The USGS data sets for soil geochemistry and mineralogy provide a baseline for the amount and distribution of chemical elements and minerals against which scientists can measure future changes from natural processes or human activities.
Humans dispose of unwanted wastes from households, agricultural operations, and industrial processes into soil. It is not possible to recognize and quantify the effect of human activities on soils without understanding natural variability.
It takes a lot more than just digging holes to gather soil from thousands of sites across the lower 48 states. In the nationwide sampling effort, the USGS enlisted help from state geological surveys, the U.S. Department of Agriculture's Natural Resources Conservation Service, and 19 students from 12 universities who participated from 2008-2010.
The sampling crews had flexibility at each site with the general guidance being that no samples be taken within 200 meters of a major highway, within 100 meters of a building or structure, within 50 meters of a rural road and no less than 5 kilometers downwind of any power plants or stack emitters.
Kevin Bamber was an undergraduate student at University of Missouri in 2008 when he signed on to help the USGS with the project for two summers. "I have been in and out of every rural part of Mississippi, Arkansas, Missouri, Louisiana, Florida, Alabama, Georgia, South Carolina, Oklahoma, New Mexico, Idaho and Montana," he said.
Field crews not only learned about water retention for soils or that the magic depth for septic systems is three feet, they also interacted with a wide menagerie of property owners and animals.

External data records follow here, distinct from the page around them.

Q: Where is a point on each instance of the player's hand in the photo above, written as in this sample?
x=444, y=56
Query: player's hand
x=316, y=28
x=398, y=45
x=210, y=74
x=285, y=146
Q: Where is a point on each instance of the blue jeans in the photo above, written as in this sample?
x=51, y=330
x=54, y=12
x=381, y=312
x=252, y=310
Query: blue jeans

Once they were in the field, crews had to contact the landowner and obtain permission to collect samples. Crews didn't collect any samples from private land without first obtaining permission.

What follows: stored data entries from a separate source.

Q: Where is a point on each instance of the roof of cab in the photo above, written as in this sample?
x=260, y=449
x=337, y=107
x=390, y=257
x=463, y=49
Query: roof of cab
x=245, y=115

"The vast majority of landowners were happy to cooperate with our project. We could not have successfully completed this project without this cooperation," said Smith.
Still, this wasn't an easy task. "Knocking on doors and dealing with landowners was the hardest part of the job," Bamber said. "A lot of times we had to explain the project. Most of the land is privately owned and I had to go as close as I could to the pre-selected target site. The responses were all over the place. It helped me develop interpersonal skills."
Some of the property owners that the students encountered are unforgettable, Bamber said. "A woman and her brother in northeast Mississippi lived on a small lot with a few trailers. The woman said, 'Don't dig there because that's where the dogs are buried' and 'there's a snake pit in the woods.'"
The back roads of Idaho would prove to be more treacherous. "I got stuck in a national forest for 12 hours," Bamber admits sheepishly. "In 2009, it was a wet year. We got high-centered on the road and we were stuck at 8:00 at night.
We called the Bonneville County sheriff and gave them coordinates but they were 15 miles away in the wrong direction. We slept in the truck. The next morning they showed up with a helicopter and pulled us out."
Despite his ordeals, Bamber, currently pursuing a Master's degree in soil science at Virginia Tech, says he has no regrets. "It was great, easily my best working experience ever. It's really helped all around."
Start with Science
Although soil is important, the body of knowledge about the concentration and spatial distribution of naturally occurring elements in the soils of North America is remarkably limited. Prior to the current study, the best national-scale data set for soil geochemistry was a USGS study in the 1960s and 1970s that used analytical methods that are now outdated and inappropriate for environmental studies.
The results of this new effort provide the most precise estimate of the geochemical variability of the nation's soils that has ever been available and open the door for to future research about a valuable natural resource.